A boat sails into New York harbour, apparently adrift. When the harbour patrol guards board and are attacked by a zombie, the daughter of the boat’s owner returns to the tropical island it came from to find her father. Joined by a reporter, and two others, she discovers the island is being overrun with zombies, and a reclusive doctor is desperately trying to find a cure to the disease.
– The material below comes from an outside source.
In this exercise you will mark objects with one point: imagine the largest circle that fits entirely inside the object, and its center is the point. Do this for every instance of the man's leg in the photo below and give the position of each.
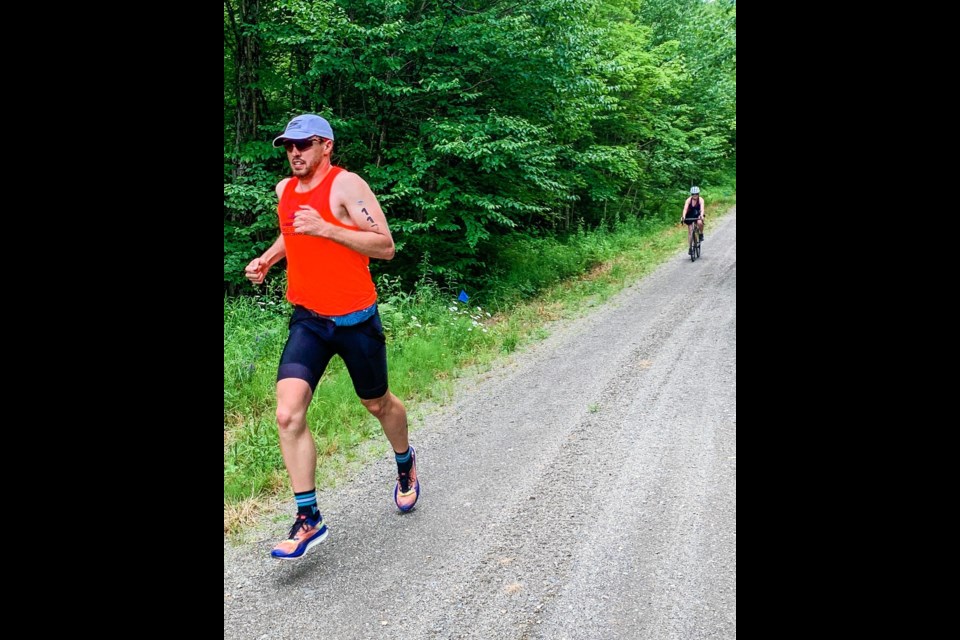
(296, 441)
(393, 419)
This is definitely not a movie for the weak of stomach, and as with most of director Lucio Fulci’s work, hardly a subtle addition to the genre. Zombie Flesh Eaters is gruesome, gory and violent. Banned for a long time in the UK, then released with cuts, it wasn’t until 2005 that the full version became available. Fulci’s movies certainly aren’t to everyone’s taste, but beyond the buckets of fake blood and eye gouging, there is a fantastic atmosphere to his movies. Along with City of the Living Dead and The Beyond, Zombie Flesh Eaters manages to create an almost apocalyptic tone. You get the sense throughout that the world around the events onscreen is changing. The wind blows differently, the life goes out of the world, and the air feels heavy. It is quite an achievement. Plus, unlike the bulk of American zombie movies, Fulci’s zombies actually look like the walking dead. They are dirty, decomposed and revolting, and that’s pretty much what a walking corpse should be, wouldn’t you say? Just don’t watch it after dinner. Or before, come to think of it.

Watch out for: Zombie v shark!

May make you afraid of: Tropical islands.